Among those on the dais were Ayuko Babu, director of the Pan African Film Festival, political commentator Jasmyne Cannick, journalist Erin Aubry Kaplan, and prolific author Gary Phillips.

A prominent activist for the last half-century, Babu pointed to the relevance this almost two-

century-old event has on current events in the United States. He specifically cited the recent police shootings in Baton Rouge, La., and Dallas, Texas, along with the earlier exploits of Black Panther Huey Newton. The saga of Nat Turner has its own history, as Babu brought up thanks to the (successful) efforts of activist/author Louise Meriweather to prevent the transcription of White southerner William Styron’s 1967 novel “The Confessions of Nat Turner” (whose critics decried it as a perpetuation of White America’s fear of the sexual deranged ‘Negro’) into a motion picture.

Cannick, noted for her in-depth critiques of police malfeasance, was stuck by the performance of Roger Guenveur Smith as the “House Negro” Isaiah, suggesting that contemporary Angelenos carry on this tradition of appeasement in the new millennium. Acknowledging the reality that there’s “…never gonna be a ‘Nat Turner Day,’” she maintains that circumstances dictate “win or lose, we’ve got to stand up!”

A columnist and writer whose credits include Essence Magazine, the LA Weekly, Los Angeles Times, Salon, and others, Kaplan praised “The Birth of a Nation” as a departure from extreme Hollywood depictions.

“Either they’re amped up or catatonic,” she said in reference to typical media portrayals of African Americans.

Going on, she noted the difficulty (in some circles) of contemporary audiences to fathom the heinous reality of slavery.

“The White people couldn’t have been that bad,” she said echoing the sentiments of a specific segment of the movie-going public.

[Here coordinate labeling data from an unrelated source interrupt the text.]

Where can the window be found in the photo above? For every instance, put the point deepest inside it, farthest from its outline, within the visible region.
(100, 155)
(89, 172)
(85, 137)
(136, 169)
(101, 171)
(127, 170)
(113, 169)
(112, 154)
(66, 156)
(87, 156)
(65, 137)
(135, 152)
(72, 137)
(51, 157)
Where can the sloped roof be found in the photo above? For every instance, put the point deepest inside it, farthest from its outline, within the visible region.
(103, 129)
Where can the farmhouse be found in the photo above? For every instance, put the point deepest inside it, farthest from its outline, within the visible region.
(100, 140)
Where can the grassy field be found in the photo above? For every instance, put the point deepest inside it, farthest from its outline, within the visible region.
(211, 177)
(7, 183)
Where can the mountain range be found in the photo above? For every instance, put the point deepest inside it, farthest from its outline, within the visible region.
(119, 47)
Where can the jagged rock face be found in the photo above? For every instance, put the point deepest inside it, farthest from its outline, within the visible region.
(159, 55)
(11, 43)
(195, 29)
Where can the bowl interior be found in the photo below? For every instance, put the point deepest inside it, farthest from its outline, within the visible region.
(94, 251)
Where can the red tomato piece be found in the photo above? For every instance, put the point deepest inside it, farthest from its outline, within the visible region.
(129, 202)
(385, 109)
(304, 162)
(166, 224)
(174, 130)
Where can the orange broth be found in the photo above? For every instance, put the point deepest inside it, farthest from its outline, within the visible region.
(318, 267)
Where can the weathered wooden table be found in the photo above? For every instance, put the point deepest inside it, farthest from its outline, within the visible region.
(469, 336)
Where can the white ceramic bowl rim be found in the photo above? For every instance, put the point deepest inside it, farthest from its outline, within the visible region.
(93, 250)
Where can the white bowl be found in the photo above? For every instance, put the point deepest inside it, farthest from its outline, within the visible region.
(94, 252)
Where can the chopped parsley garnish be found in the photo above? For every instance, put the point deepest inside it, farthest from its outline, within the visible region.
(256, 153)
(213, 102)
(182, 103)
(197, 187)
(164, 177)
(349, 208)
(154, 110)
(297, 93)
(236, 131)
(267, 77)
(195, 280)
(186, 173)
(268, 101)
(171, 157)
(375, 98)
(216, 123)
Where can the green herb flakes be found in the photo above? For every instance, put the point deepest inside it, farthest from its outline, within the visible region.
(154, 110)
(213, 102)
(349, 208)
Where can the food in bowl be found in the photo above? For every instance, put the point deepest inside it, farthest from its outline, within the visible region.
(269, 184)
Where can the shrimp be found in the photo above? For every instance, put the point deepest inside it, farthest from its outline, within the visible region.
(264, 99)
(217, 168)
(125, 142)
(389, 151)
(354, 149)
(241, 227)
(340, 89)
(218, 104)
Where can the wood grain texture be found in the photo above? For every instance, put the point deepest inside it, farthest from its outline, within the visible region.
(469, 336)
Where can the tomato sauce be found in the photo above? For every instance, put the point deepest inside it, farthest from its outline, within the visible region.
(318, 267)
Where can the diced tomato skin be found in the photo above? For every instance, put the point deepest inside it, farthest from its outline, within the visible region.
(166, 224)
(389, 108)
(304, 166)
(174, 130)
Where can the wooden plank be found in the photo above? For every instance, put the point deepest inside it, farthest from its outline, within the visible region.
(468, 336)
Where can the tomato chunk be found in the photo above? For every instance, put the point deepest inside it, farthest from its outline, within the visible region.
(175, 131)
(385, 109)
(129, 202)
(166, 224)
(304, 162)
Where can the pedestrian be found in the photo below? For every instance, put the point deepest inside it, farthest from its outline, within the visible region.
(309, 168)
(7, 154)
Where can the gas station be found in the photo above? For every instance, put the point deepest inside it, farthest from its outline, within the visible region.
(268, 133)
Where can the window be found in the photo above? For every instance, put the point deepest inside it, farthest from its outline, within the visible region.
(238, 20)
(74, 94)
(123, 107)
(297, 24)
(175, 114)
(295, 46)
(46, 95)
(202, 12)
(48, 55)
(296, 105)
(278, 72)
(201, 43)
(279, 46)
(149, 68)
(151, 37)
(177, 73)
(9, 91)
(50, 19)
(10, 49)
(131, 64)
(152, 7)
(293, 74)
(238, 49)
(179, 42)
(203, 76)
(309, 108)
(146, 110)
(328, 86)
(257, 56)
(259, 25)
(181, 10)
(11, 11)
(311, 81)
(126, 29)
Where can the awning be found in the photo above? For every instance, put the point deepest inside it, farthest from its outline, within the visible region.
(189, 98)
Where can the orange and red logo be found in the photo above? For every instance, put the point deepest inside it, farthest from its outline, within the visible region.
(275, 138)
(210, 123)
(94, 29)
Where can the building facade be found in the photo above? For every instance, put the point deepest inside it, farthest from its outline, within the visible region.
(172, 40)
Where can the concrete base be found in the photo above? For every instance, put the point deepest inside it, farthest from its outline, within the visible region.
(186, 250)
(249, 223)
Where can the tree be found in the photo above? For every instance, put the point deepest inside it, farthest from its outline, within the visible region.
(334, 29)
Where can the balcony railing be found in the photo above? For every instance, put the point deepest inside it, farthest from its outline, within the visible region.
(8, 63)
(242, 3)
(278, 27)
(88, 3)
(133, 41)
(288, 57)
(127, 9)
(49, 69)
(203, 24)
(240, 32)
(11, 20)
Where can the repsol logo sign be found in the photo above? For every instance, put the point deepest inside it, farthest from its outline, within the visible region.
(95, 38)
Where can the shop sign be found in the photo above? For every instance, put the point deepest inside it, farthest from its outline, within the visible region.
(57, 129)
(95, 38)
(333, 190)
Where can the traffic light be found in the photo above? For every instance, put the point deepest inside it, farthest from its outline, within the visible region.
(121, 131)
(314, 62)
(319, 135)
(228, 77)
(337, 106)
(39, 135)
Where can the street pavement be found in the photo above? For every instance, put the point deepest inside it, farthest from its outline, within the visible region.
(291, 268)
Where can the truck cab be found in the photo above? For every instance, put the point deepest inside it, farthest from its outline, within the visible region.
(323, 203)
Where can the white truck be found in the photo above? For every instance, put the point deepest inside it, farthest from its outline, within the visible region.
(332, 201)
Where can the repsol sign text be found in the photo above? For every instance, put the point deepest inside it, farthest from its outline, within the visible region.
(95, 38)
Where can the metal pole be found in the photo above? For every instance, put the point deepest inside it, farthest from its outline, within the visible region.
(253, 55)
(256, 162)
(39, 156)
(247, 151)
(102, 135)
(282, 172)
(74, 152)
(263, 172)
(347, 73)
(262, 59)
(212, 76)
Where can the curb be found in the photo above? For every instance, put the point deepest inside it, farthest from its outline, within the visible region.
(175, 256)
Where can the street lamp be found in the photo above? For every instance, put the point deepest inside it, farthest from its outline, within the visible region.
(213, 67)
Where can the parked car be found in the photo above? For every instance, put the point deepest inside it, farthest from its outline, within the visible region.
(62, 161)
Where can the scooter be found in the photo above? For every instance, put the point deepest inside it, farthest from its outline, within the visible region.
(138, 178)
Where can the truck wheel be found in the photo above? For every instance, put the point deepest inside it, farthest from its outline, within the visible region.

Echoing Cannick, Kaplan said the movie poses the question of “… are we gonna stand up, or are we gonna lay down?”

A long-time radical activist turned mystery writer with more than a dozen published novels and scores of short stories and comics, Phillips compared one particularly harrowing scene in the film (in which a slave is “weaned off” a hunger strike by having his teeth chiseled out before being force fed) to contemporary practices at the Guantanamo Bay (Cuba) detention camps on detainees in the war on terror.

Recalling his own experiences in getting Hollywood approval for personal projects, he cited James Baldwin’s 1976 memoir “The Devil Finds Work” as an indictment of the difficulties in maintaining artistic integrity in the pursuit of commercial success.

“The thing that gets you in the door is not the thing that goes out the door,” he concluded.

The night’s gathering filled the confines of the independent bookstore, with entertainment insiders producer Preston Holms (“Posse,” “Gridlock’d,” and “The Birth of A Nation”) and John Singleton (“Boyz n the Hood,” “Poetic Justice,” and “Rosewood”) in attendance.

“’Nat’ raises questions about what you’re doin’ with your life,” Babu suggested. Judging by the lively exchange among those in the audience, all are in agreement.